Before aHUS endeavours fade

There have been moments and events in the past where someone whose endeavours make a significant difference for those who have been diagnosed with aHUS today. This is about one.

About someone who one day was inspired enough to name the disease that patients are now told they have. His name was Conrad Von Gasser. He died over 40 years ago but in 2015 someone who had met him and corresponded with him wrote this article for the first aHUS Awareness Day (which itself was an historic event!)

It was published on the 60th anniversary of the day the disease name appeared in public in a journal.

It is now a privilege for Global Action to publish Professor Bernard S Kaplan’s article about Von Gasser. and contemporaries, who changed the course of aHUS history when he wrote three words ( in German) on the death certificate of one his young patients, Baby Bodmer in the Children’s Hodpital in Zurich.

Hamolytisch-uramiche Syndrom” or Hemolytic-Uremic Syndromes.

Day 6 to International aHUS Awareness Day ( part 1) – awareness of the history of aHUS

Conrad and Bernard

Bernard Kaplan (far right ) alongside Conrad Von Gasser

cowbell

The cowbell belonged to Professor Conrad Von Gasser.

A tribute to Professor Conrad von Gasser [1912 – 1982] on the 60th anniversary of the first report of The Hemolytic Uremic Syndromes.

Bernard S. Kaplan, MB BCh, FAAP, Division of Pediatric Nephrology,The Children’s Hospital of Philadelphia, Professor of Pediatrics and Medicine,The Perelman School of Medicine at The University of Pennsylvania Philadelphia, PA 19066.

Gasser’s seminal paper entitled Hamolytisch-uramiche Syndrome [HUS] was published on September 20th 1955 [1].  In 1977 he had written to us requesting copies of our papers on HUS [this was before the days of the Internet]. I sent him reprints and invited him to visit the Montreal Children’s Hospital where, in 1978 [Fig 1], he gave a memorable lecture on his syndrome. Professor Gasser, a pediatric hematologist, was a gracious, thoughtful and generous man. He told us about his interest in the anemias and how he had begun to notice that some children with acute anemia had bizarre shaped erythrocytes. These fragmented red blood cells were called schistocytes. He and his co-worker, to whom he gave unstinting credit, selected five cases, which, in addition to evidence of hemolysis were severely ill with thrombocytopenia, acute renal failure and cerebral symptoms. All of the five patients died. Four had vomiting and diarrhea and one had pneumonia. Gasser believed, and continued to stress in his lecture as well as in a chapter in 1978, that the essential feature that distinguished HUS from Thrombotic Thrombocytopenia [TTP] was the severe renal involvement in the former, and the multi-organ involvement in the latter.
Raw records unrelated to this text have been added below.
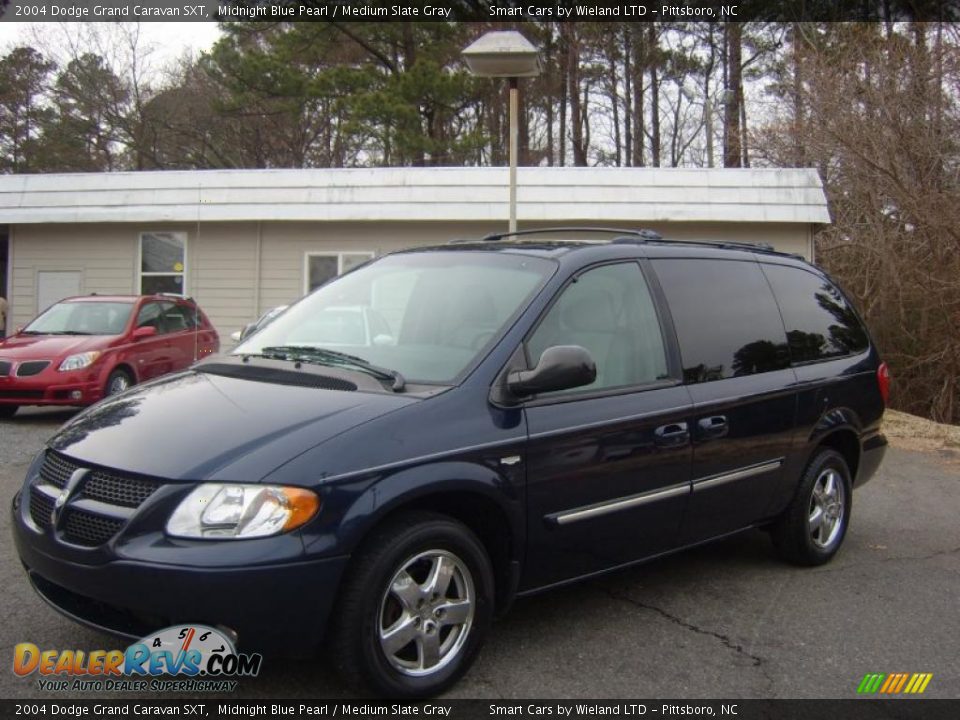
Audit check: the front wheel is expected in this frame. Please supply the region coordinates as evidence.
[103,370,133,397]
[773,450,852,565]
[331,512,494,697]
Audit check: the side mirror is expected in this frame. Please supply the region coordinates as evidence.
[237,323,257,340]
[133,325,157,340]
[507,345,597,397]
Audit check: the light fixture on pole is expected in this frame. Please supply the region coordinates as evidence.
[462,30,540,232]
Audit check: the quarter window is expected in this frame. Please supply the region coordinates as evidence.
[303,252,373,293]
[763,265,869,363]
[140,232,187,295]
[527,263,667,390]
[653,259,790,383]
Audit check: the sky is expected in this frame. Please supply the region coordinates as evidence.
[0,22,220,78]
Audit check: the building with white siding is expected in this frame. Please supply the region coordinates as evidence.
[0,168,830,337]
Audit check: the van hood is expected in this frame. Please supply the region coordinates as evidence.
[0,335,111,362]
[49,371,417,483]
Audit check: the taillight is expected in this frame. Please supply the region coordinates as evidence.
[877,363,890,405]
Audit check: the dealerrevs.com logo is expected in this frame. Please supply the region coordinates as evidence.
[13,625,263,692]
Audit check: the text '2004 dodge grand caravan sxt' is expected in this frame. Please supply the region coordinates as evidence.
[14,231,889,696]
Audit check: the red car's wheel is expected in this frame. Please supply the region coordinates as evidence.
[103,370,133,397]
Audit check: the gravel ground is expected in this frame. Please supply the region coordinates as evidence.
[0,410,960,700]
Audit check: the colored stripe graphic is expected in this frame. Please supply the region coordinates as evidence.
[857,673,933,695]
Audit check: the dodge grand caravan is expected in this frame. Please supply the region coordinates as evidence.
[13,231,889,696]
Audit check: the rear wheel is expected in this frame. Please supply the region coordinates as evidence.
[103,369,133,397]
[332,512,494,697]
[773,449,852,565]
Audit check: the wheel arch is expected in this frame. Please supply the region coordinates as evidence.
[341,463,525,611]
[104,360,140,385]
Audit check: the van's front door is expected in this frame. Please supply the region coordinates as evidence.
[521,262,691,589]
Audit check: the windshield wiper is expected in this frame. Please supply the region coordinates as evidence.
[251,345,407,392]
[20,330,93,335]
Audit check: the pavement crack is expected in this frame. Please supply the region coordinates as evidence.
[600,588,763,667]
[883,547,960,562]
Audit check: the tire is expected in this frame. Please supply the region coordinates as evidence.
[331,512,495,698]
[773,450,853,566]
[103,369,133,397]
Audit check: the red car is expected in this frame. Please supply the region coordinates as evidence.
[0,295,220,417]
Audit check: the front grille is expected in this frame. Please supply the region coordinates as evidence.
[40,450,80,490]
[81,470,160,507]
[30,450,162,547]
[0,390,43,400]
[30,488,54,530]
[63,510,123,547]
[17,360,50,377]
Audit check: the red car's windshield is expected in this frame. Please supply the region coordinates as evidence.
[23,301,133,335]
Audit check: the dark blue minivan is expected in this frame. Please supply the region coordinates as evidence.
[13,230,889,697]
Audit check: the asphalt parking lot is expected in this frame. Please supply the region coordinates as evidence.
[0,410,960,699]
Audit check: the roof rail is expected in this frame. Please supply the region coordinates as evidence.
[481,227,663,242]
[447,226,803,260]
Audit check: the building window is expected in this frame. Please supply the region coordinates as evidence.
[303,252,373,293]
[140,232,187,295]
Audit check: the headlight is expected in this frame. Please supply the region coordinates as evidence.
[60,350,100,372]
[167,483,320,538]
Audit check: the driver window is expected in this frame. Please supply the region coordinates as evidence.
[137,303,163,335]
[527,262,668,391]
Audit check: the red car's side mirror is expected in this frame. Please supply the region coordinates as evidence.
[133,325,157,340]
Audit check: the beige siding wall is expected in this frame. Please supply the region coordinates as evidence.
[9,222,810,340]
[9,225,137,327]
[188,223,258,340]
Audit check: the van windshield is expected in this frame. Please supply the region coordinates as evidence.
[233,251,557,383]
[22,300,133,335]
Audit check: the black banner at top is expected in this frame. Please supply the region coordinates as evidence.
[0,0,960,23]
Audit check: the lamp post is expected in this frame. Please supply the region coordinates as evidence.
[461,30,540,232]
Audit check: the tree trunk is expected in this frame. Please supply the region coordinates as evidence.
[723,22,743,167]
[647,22,660,167]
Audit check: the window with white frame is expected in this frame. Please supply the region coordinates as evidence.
[139,232,187,295]
[303,251,374,293]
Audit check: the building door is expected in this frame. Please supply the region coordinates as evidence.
[37,270,83,315]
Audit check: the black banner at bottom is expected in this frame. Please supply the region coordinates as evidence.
[0,698,960,720]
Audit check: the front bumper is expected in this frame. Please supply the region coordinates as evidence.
[0,366,103,405]
[13,501,348,657]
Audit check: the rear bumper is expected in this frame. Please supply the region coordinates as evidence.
[853,433,887,487]
[13,498,348,657]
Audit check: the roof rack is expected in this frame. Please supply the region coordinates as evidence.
[481,227,663,242]
[448,226,803,260]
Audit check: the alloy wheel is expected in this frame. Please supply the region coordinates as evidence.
[377,550,476,677]
[807,468,845,548]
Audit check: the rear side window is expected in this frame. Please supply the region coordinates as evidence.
[163,303,197,332]
[653,258,790,383]
[763,265,869,363]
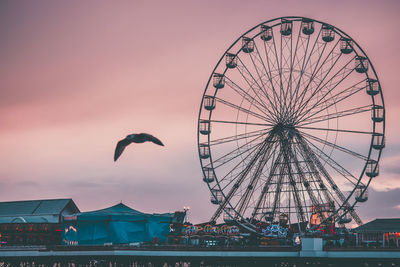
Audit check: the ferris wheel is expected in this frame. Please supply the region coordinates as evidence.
[198,17,385,230]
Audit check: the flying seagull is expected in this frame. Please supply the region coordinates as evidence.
[114,133,164,161]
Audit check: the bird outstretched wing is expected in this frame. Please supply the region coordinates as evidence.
[114,139,131,161]
[143,134,164,146]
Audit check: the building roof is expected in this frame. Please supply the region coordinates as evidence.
[0,198,79,223]
[63,203,174,221]
[354,218,400,233]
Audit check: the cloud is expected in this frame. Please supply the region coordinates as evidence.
[356,188,400,223]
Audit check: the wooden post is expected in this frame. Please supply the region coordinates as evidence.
[382,233,385,247]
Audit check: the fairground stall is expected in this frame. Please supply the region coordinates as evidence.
[0,199,79,246]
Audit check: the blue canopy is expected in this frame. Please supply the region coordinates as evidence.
[62,203,174,245]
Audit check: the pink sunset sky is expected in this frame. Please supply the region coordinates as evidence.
[0,0,400,222]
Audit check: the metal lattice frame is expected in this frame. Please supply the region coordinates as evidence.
[198,17,385,233]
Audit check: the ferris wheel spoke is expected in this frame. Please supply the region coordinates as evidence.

When I met Professor Gasser in 1978 he congratulated Keith Drummond [my Montreal mentor] and me for our editorial titled The hemolytic-uremic syndrome is a syndrome [2]. He gently chided us because he pointed out that his original paper was not entitled Hemolytic Uremic Syndrome but Hemolytic Uremic Syndromes. In German, he explained, syndrom is the singular for syndrome. However, he was generous in his praise for the fact that we had restated his concept.

Conrad von Gasser presented me with a Swiss cowbell [Fig 2] and asked me to ring it whenever the first International Symposium on HUS was to be held.  In September 1982 I wrote to Prof. Gasser to inform him of my intention to dedicate the first symposium on HUS at an international conference to him. He died a month before my letter reached his office. And so, in Hannover, Germany, I rang the bell in his honor and in his memory in 1983 [3]. At The Hospital for Sick Children, Toronto, on September 9th 2015, I presented a lecture entitled Re-imagining the Hemolytic Uremic Syndrome at Grand Rounds and talked again about the cowbell.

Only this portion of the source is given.